La pluie tombait, lourde et hostile, au travers d’une nuit froide et lugubre mais étrangement paisible. Elle répandait dans l’atmosphère des émanations terreuses, végétales, champignonnesques. Un peu comme pour révéler toute l’intensité de cet équinoxe d’automne, et la mystérieuse perturbation des éléments qui s’y corolle : lorsque la durée du jour devient strictement égale à celle de la nuit, que me semblent s’évaporer les prétendues limites entre les mondes tangibles et abstraits.

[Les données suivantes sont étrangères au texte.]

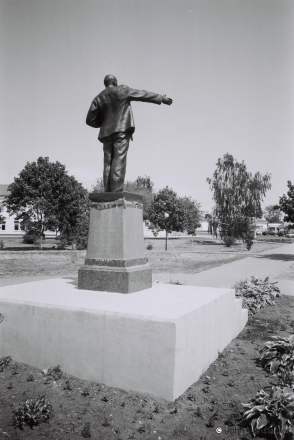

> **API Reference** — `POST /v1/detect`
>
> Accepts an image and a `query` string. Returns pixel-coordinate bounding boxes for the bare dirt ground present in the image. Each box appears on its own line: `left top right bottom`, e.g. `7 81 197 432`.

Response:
0 296 294 440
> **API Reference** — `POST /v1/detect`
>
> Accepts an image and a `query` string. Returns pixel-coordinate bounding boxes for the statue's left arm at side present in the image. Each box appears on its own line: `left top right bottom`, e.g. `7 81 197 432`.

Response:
86 98 103 128
124 86 173 105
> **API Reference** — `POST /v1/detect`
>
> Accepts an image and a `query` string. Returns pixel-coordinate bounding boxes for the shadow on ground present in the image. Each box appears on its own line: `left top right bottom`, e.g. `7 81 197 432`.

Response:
256 254 294 261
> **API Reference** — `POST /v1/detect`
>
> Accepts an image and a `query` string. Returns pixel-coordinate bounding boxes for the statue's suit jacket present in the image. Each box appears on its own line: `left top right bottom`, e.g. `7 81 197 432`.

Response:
86 85 162 142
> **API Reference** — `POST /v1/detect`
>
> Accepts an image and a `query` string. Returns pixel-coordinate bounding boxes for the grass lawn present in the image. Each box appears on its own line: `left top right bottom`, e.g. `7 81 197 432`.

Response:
0 237 294 440
0 236 283 278
145 237 283 274
0 296 294 440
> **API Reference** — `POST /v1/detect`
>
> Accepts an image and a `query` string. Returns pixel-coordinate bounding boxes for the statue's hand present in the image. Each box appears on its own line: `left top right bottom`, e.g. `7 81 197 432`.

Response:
162 95 173 105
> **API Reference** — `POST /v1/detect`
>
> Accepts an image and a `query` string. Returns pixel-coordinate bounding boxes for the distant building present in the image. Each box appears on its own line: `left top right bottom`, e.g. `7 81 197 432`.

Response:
255 218 267 232
268 223 284 232
0 184 56 237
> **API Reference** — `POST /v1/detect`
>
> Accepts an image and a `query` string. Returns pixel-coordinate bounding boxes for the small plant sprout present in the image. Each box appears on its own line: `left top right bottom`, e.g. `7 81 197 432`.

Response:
81 422 91 438
12 396 52 429
0 356 12 373
47 365 63 380
240 386 294 440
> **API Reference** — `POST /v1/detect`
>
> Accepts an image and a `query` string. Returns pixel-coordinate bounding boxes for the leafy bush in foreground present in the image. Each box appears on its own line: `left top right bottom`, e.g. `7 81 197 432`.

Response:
12 396 52 429
260 334 294 374
235 276 280 315
240 386 294 440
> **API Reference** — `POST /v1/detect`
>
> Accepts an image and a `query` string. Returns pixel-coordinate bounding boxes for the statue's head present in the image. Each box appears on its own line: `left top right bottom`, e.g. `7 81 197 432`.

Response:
104 75 117 87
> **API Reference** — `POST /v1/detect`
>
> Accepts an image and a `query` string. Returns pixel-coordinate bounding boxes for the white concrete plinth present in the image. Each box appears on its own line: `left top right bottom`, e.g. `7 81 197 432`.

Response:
0 278 247 401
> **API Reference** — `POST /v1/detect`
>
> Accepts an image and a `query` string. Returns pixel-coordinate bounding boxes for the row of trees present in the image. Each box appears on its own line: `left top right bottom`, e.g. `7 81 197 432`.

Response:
206 153 294 249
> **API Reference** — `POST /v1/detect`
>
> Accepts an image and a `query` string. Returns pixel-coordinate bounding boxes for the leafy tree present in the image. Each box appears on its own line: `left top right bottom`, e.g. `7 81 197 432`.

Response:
149 186 200 234
279 180 294 223
205 212 219 238
5 157 88 248
207 153 271 247
92 176 154 220
263 205 282 223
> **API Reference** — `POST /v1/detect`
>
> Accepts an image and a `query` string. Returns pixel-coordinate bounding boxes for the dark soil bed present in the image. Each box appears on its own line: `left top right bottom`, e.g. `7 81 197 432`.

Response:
0 296 294 440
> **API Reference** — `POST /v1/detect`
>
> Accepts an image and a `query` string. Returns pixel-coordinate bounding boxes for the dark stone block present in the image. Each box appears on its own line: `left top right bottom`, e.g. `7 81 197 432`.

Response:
89 191 143 203
78 264 152 293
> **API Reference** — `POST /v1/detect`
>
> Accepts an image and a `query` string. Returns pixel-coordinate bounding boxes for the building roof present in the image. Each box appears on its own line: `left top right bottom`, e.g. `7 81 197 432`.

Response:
0 184 9 197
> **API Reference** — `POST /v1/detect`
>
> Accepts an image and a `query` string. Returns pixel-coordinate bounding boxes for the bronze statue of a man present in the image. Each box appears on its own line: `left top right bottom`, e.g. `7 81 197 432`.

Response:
86 75 172 192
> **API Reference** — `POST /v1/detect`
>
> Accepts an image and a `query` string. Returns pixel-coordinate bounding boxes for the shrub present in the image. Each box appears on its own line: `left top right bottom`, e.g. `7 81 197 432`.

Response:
222 235 236 247
235 276 280 315
12 396 52 429
260 334 294 374
47 365 63 380
240 386 294 440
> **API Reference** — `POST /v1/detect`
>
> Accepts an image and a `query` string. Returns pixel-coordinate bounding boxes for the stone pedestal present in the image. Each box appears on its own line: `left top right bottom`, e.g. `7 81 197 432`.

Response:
78 192 152 293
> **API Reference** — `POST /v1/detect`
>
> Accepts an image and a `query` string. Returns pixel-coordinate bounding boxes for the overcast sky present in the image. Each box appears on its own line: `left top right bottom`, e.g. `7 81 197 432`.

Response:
0 0 294 210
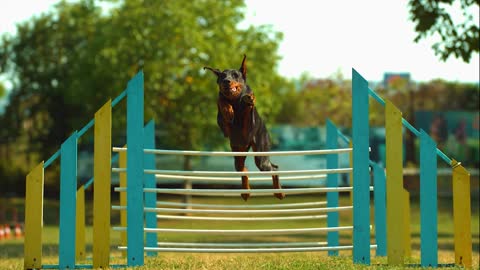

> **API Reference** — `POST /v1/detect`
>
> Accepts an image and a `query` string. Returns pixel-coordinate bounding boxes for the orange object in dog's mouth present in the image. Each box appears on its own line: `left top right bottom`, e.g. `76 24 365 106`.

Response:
222 82 242 98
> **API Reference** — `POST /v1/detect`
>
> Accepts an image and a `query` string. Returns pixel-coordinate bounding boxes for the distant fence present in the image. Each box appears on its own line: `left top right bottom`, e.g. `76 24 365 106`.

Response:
24 70 472 269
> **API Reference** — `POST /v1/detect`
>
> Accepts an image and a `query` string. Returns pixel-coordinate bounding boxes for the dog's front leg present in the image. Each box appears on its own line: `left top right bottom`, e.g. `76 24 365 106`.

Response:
232 146 250 201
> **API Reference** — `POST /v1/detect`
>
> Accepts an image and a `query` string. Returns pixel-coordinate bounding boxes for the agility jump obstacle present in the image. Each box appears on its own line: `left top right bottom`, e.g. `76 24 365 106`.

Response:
24 70 472 269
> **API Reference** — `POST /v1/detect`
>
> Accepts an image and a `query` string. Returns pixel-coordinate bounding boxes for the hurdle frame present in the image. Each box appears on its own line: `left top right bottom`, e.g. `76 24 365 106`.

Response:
24 69 472 269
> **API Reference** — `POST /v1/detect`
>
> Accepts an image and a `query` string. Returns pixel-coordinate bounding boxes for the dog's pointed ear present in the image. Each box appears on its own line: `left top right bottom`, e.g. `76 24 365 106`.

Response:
240 54 247 81
203 67 222 77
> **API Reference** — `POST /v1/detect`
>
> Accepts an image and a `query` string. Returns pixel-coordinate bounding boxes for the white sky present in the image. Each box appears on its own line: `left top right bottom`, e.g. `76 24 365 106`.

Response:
0 0 479 82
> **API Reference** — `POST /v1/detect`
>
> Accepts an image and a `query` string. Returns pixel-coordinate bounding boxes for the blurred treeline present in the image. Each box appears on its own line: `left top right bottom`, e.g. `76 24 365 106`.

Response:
0 0 479 195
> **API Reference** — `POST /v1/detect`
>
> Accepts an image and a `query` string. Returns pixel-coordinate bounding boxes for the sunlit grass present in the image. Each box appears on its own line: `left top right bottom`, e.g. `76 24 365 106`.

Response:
0 195 479 270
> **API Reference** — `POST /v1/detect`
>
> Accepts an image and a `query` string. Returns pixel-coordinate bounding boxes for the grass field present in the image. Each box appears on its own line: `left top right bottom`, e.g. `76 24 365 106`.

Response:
0 195 479 270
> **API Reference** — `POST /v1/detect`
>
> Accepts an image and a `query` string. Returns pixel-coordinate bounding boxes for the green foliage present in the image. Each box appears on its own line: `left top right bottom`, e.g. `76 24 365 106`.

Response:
278 77 352 127
0 0 288 194
409 0 480 63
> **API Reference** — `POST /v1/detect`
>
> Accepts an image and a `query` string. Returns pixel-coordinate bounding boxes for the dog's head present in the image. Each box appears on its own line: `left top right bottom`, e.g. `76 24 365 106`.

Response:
203 55 247 100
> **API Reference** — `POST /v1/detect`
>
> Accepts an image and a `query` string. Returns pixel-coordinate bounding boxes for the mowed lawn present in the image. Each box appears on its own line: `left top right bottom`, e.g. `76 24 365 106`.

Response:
0 195 479 270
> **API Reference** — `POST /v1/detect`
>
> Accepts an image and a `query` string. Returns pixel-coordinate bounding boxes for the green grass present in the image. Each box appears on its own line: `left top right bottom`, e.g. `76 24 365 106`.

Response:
0 196 479 270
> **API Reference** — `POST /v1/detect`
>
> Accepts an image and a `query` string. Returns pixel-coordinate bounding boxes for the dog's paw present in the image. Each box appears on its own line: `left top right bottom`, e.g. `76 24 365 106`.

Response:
273 193 286 200
242 93 255 106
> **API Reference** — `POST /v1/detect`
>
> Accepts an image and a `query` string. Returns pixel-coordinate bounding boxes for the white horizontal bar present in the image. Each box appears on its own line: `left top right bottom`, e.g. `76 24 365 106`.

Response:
157 242 328 248
155 174 327 182
157 215 327 221
144 168 352 176
112 168 352 177
139 187 353 196
118 245 377 253
114 186 373 196
157 202 327 209
112 225 372 235
112 147 352 157
144 206 353 215
144 226 353 235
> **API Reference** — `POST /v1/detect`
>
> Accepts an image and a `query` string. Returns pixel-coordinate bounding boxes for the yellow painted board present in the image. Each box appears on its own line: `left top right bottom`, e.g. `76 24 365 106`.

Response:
403 189 412 258
118 145 127 258
75 186 86 261
385 100 405 265
453 161 472 268
24 161 44 269
93 100 112 268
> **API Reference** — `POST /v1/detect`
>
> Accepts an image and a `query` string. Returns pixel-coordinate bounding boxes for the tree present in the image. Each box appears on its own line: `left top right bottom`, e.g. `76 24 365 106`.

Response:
0 0 287 194
409 0 480 63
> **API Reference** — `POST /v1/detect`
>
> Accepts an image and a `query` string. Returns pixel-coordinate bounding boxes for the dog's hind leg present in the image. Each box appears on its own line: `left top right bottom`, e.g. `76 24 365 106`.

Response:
253 143 285 200
232 146 250 201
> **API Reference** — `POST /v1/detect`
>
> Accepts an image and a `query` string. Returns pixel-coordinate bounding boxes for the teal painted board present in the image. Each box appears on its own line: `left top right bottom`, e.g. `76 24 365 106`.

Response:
420 130 438 267
372 163 387 256
352 69 370 264
127 72 144 266
58 131 78 269
327 119 339 256
143 120 158 256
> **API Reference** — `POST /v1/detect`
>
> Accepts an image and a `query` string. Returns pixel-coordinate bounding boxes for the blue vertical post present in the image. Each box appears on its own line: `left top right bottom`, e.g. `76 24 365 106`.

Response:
127 72 144 266
420 130 438 267
143 120 158 256
352 69 370 264
327 119 339 256
58 131 78 269
372 163 387 256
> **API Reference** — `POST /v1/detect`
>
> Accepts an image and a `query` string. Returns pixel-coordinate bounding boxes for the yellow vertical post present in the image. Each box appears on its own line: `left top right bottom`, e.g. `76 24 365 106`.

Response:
403 189 412 258
75 186 85 261
452 160 472 268
385 100 405 265
118 145 127 257
93 100 112 268
24 161 44 269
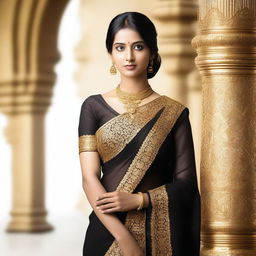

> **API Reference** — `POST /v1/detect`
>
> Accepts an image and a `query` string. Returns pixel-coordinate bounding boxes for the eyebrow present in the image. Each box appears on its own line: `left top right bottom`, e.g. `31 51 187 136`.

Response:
114 41 145 45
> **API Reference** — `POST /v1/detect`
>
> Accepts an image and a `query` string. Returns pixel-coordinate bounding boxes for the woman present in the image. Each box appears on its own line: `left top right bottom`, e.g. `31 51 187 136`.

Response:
78 12 200 256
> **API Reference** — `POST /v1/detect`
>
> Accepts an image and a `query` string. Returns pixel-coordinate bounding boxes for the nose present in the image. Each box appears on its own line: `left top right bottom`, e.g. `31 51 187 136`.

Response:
125 47 134 62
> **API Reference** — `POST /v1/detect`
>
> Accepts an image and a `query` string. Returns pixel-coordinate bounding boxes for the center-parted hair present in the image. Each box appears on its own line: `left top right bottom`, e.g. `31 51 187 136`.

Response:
106 12 161 79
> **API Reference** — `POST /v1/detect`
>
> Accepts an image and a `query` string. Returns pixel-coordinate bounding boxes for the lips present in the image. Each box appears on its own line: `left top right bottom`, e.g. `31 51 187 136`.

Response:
125 65 136 70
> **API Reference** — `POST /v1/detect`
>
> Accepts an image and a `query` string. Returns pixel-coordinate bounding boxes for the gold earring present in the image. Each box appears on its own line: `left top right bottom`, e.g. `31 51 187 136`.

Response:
148 60 154 73
109 63 116 75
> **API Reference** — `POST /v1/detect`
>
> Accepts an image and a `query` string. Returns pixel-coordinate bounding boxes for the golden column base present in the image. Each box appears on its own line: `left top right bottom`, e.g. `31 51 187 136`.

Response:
0 0 68 232
6 209 53 232
192 0 256 256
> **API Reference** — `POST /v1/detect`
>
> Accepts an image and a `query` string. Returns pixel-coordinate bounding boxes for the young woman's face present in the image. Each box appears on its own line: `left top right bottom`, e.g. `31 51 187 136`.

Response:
111 28 150 77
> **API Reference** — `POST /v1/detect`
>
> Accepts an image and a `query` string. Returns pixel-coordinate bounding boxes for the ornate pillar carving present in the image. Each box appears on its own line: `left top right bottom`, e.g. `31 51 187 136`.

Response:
0 0 67 232
192 0 256 256
152 0 197 105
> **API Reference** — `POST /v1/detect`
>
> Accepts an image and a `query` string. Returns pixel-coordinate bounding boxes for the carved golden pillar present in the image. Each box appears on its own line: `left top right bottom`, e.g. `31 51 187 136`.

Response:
152 0 197 105
192 0 256 256
0 0 67 232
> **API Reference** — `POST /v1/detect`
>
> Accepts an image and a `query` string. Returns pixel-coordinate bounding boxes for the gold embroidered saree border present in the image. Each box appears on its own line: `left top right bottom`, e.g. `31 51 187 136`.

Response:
105 210 146 256
95 95 166 163
78 135 97 154
117 99 185 192
105 98 185 256
148 185 172 256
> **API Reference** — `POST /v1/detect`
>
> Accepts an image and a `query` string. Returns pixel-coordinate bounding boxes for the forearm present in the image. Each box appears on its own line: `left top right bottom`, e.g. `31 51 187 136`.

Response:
83 177 131 241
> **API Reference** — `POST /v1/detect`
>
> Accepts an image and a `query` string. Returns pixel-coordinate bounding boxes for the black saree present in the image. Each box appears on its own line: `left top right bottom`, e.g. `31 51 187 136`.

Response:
78 94 201 256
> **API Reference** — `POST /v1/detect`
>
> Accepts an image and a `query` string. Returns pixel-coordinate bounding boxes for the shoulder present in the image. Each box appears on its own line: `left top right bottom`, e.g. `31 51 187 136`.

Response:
81 94 99 109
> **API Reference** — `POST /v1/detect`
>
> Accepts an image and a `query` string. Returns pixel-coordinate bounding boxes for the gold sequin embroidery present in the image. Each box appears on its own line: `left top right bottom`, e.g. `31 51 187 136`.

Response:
148 185 172 256
79 135 97 153
105 97 185 256
95 95 166 163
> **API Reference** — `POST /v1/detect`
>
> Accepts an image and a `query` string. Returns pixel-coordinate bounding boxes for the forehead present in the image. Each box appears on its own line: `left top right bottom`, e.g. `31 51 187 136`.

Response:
113 28 143 44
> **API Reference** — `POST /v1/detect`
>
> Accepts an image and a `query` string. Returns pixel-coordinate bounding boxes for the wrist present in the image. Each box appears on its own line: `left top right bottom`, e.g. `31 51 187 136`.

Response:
115 229 131 243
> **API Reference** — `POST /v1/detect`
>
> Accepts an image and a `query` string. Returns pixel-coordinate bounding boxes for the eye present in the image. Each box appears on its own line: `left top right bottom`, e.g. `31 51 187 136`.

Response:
116 45 124 52
134 44 144 50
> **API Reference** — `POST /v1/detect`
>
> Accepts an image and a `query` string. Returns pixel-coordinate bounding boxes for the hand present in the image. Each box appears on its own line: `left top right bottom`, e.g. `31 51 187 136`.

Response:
95 191 141 213
117 234 144 256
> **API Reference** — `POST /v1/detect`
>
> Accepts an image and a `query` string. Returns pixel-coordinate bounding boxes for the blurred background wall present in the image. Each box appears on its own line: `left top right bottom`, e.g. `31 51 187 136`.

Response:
0 0 256 255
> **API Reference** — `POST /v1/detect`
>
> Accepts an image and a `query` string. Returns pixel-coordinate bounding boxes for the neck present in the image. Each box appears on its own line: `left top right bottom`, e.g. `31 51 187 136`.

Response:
120 77 150 93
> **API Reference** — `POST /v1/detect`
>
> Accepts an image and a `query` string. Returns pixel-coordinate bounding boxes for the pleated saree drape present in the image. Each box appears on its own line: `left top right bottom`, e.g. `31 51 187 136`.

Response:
79 94 200 256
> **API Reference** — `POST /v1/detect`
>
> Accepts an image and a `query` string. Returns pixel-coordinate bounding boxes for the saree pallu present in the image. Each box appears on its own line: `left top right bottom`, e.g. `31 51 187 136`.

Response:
79 95 200 256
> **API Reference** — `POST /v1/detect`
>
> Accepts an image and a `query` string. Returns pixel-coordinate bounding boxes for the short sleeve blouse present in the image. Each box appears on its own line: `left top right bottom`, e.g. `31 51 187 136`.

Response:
78 96 98 153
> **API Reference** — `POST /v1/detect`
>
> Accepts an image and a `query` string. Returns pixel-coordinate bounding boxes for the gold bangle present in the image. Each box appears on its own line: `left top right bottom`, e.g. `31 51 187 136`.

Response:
137 192 144 211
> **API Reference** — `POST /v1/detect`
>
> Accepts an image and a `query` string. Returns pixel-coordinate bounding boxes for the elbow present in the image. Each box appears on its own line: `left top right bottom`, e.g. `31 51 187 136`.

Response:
82 175 99 191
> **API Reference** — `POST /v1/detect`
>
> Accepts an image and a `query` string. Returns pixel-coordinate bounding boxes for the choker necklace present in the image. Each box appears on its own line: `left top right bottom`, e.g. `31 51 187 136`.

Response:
116 84 154 118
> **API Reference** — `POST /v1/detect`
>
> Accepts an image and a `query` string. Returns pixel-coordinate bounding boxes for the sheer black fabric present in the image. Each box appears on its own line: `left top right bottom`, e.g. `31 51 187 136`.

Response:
78 94 200 256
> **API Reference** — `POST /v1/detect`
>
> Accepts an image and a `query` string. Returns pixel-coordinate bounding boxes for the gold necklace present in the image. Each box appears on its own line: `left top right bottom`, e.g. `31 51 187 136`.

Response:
116 84 154 118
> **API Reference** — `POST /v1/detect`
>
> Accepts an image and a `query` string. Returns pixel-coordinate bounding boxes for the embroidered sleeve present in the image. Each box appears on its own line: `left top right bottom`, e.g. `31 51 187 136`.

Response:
78 96 97 154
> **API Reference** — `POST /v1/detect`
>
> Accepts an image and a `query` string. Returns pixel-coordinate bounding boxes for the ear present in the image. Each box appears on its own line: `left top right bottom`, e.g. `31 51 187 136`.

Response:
108 52 113 63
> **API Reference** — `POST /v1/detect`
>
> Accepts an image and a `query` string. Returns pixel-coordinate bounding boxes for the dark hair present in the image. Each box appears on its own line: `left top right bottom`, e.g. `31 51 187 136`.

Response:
106 12 161 79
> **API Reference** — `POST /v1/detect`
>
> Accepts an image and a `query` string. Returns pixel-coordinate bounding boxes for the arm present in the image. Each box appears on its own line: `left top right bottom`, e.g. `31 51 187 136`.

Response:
79 151 133 241
79 151 143 256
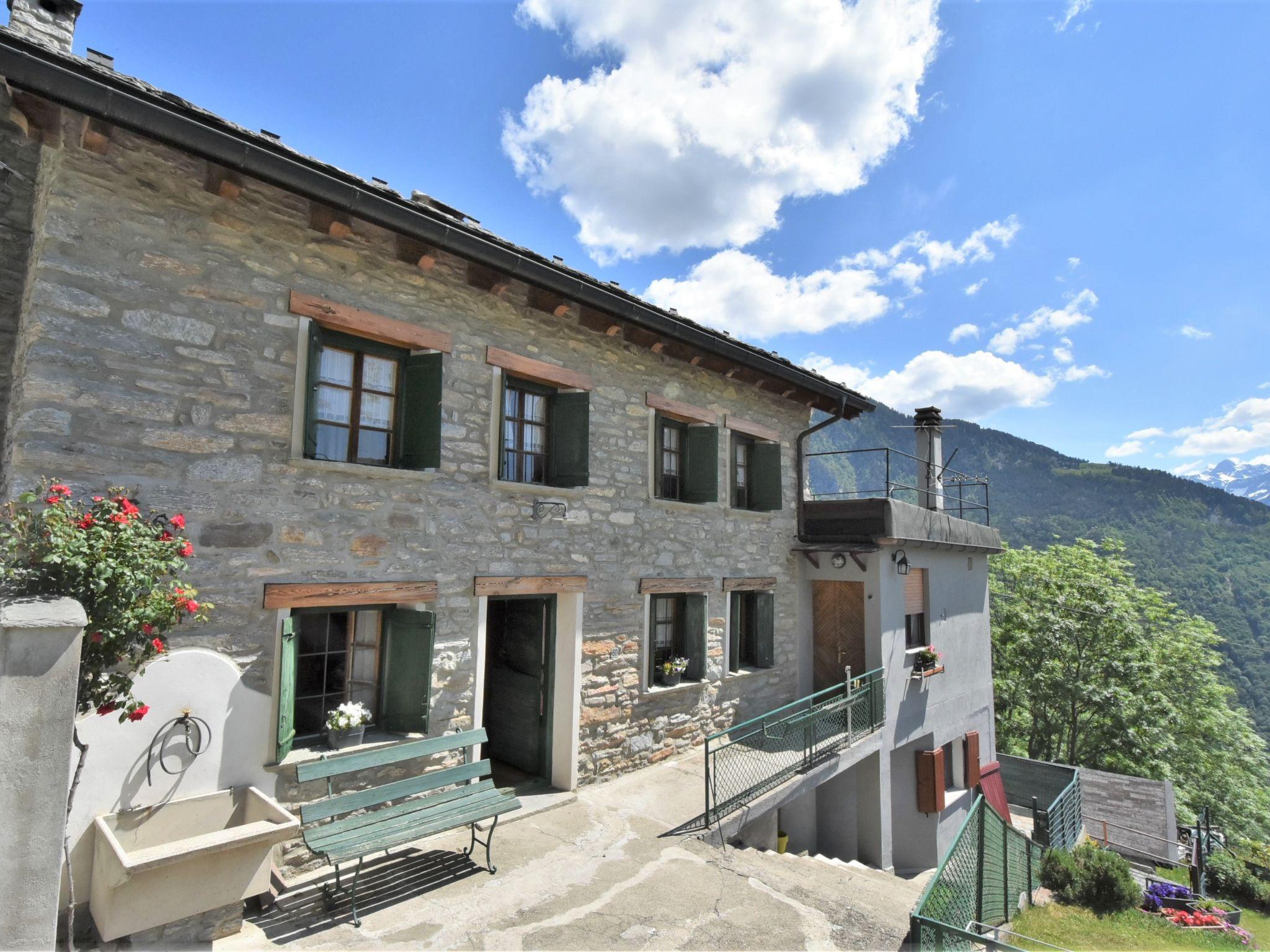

Désormais, la lumière allait se raréfier et nous infliger de basculer, bon gré mal gré, vers les ténèbres de l’hiver.
Les naufrages du temps refaisaient surface mais s’accompagnaient pour la première fois d’une mélodie mélancolique presque amusante. Fataliste et optimiste, car, c’était certain, il y aurait un après…
Demain serait, à l’instar de chaque premier novembre, la Fête de tous les Saints. Après-demain, la commémoration des Fidèles défunts. Comme un rappel : souviens-toi, on est bien peu de chose.
A mon réveil, quelques braises de la veillée subsistaient au fond de la cheminée.
Un fagot de brindilles sèches suffit à raviver le feu dans l’insert, pendant que le café coulait. Puis, j’ajoutais deux grosses bûches et contemplais la flamme progressivement s’amplifier. Immergé dans le silence de la nuit, je me sentais protégé, libre et accompli.
Au-delà de la beauté de l’instant, ce tableau idyllique m’inspirait quelque chose d’apaisant et de réjouissant.
En réalité, rarement je ne m’étais senti aussi fidèlement connecté à ma destinée.
Finalement, sans même m’en rendre compte, je crois bien que j’étais redevenu heureux…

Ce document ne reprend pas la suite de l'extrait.